The mass of the electrons `9.8 xx 10^(-28)` gram and uncertainty in the velocity equal to `2 xx 10^(-3) cm//sec`. The uncertainty in the position of an electron is `(h = 6.62 xx 10^(-27)` ergsec)

To find the uncertainty in the position of an electron given its mass and uncertainty in velocity, we can use the Heisenberg Uncertainty Principle.
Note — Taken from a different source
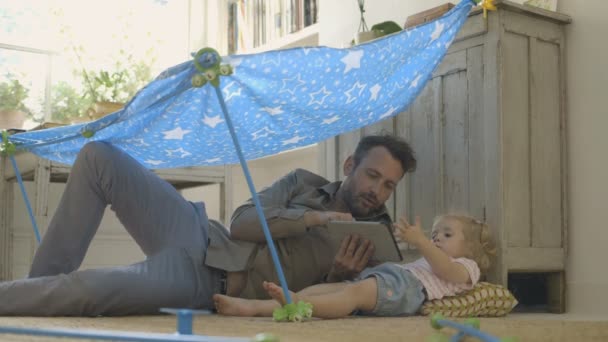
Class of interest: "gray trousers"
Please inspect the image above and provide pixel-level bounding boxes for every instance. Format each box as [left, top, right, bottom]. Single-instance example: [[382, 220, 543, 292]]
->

The principle states that: \[ \Delta x \cdot \Delta p \geq \frac{h}{4\pi} \] Where: - \(\Delta x\) is the uncertainty in position, - \(\Delta p\) is the uncertainty in momentum, - \(h\) is Planck's constant. 1. **Identify the given values:** - Mass of the electron, \(m = 9.8 \times 10^{-28}\) g - Uncertainty in velocity, \(\Delta v = 2 \times 10^{-3}\) cm/s - Planck's constant, \(h = 6.62 \times 10^{-27}\) erg·s 2. **Convert Planck's constant to Joules:** - We know that \(1 \text{ erg} = 10^{-7} \text{ Joules}\). - Therefore, \(h = 6.62 \times 10^{-27} \text{ erg·s} = 6.62 \times 10^{-27} \times 10^{-7} \text{ Joules·s} = 6.62 \times 10^{-34} \text{ Joules·s}\). 3. **Calculate the uncertainty in momentum (\(\Delta p\)):** - The uncertainty in momentum is given by: \[ \Delta p = m \cdot \Delta v \] - Substituting the values: \[ \Delta p = (9.8 \times 10^{-28} \text{ g}) \cdot (2 \times 10^{-3} \text{ cm/s}) \] - Convert mass from grams to kilograms: \[ 9.8 \times 10^{-28} \text{ g} = 9.8 \times 10^{-31} \text{ kg} \] - Now calculate \(\Delta p\): \[ \Delta p = (9.8 \times 10^{-31} \text{ kg}) \cdot (2 \times 10^{-5} \text{ m/s}) = 1.96 \times 10^{-35} \text{ kg·m/s} \] 4. **Substitute into the uncertainty principle equation:** \[ \Delta x \cdot \Delta p = \frac{h}{4\pi} \] - Rearranging gives: \[ \Delta x = \frac{h}{4\pi \Delta p} \] 5. **Calculate \(\Delta x\):** - Substitute the values: \[ \Delta x = \frac{6.62 \times 10^{-34} \text{ J·s}}{4 \cdot 3.14 \cdot 1.96 \times 10^{-35} \text{ kg·m/s}} \] - Calculate the denominator: \[ 4 \cdot 3.14 \cdot 1.96 \approx 24.66 \] - Now calculate \(\Delta x\): \[ \Delta x = \frac{6.62 \times 10^{-34}}{24.66 \times 10^{-35}} \approx 2.68 \text{ cm} \] 6. **Final result:** - The uncertainty in the position of the electron is approximately \(2.68 \text{ cm}\).